Eat, Drink, Play: Summit County sleigh ride
Ryan Summerlin December 13, 2011
In Frisco, some distance behind the adventure park visible from the state highway, hidden by hills and trees is a little hut lit with Christmas lights, alive with music and steeped in the smell of cocoa and comfort food.
The only way to get there is by sleigh.
Or rather, at Christmastime, the best way to get there is by sleigh.
Even in a place that specializes in once-in-a-lifetime experiences, Two Below Zero’s dinner sleigh rides stand out. In December, the icy-cold evening excursion, which carries bundled guests out to the dinner site in a sleigh by moonlight, is downright magical.
Sleigh rides leave from the Frisco Nordic Center, where guests are loaded onto one of several mule-drawn carriages on skis.
The sleigh ride is disarmingly beautiful. On clear nights, moonlight illuminates Frisco, sparkling off the snow and casting an eerie glow over the surrounding mountains. The cold quiet is interrupted only by the crunch of skis and hooves on snow, jingle-bells and the conversations aboard the sleighs.
As ears and toes start to get cold, the 15-minute ride to dinner ends and guests are ushered into the warm lodge where set tables and the evening’s entertainment are already waiting.
Both at dinner and on the sleigh, the evening is a group experience. The carriages comfortably seat 14 people, and the ride is generally cold enough to make it tempting to squeeze in and get to know your neighbors. If conversations don’t get started on the ride out, they probably will over dinner, where guests are seated at tables set for 10.

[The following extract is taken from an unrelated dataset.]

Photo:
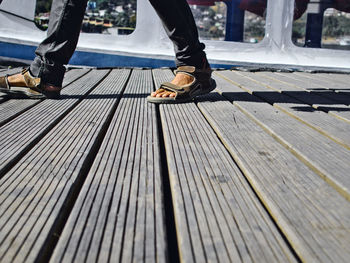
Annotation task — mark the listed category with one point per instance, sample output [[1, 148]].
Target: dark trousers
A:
[[65, 24]]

The lodge is big, comfortably seating 60 or more people, and decked out for the holidays with lights, a little stove-like fireplace and a Christmas tree. Like the entire evening, the dinner location has an unmistakable country feel.
As soon as guests arrive at the lodge, Two Below Zero is ready to cure the chill from the ride out with hot cocoa, sweetening the deal with a splash of peppermint schnapps. Local microbrews from the Dillon Dam Brewery and wine by the glass, warm rolls and tortilla soup follow in quick succession.
Dinner is steak, chicken, veggies and a baked potato and the portions are generous. The food is hearty, unpretentious and surprisingly satisfying.
As the diners are scraping the last traces of apple pie off their plates, entertainer David Peel steals the spotlight from the meal.
Peel is almost a combination musician/stand-up comedian. He plays country, Christmas and classic songs, promising there will be something for everybody, but his talents for telling stories and impersonating legendary singers are just as good.
At the end of the night, full and warm, guests are herded back out to the sleighs for a gorgeous ride back to the Nordic Center.
The ride could be a romantic evening for two, but with a kids’ menu and a particularly entertaining rendition of the Disney Mouseketeers’ song after dinner, it’s equally fitting for families.
Reservations for sleigh rides should be made ahead of time.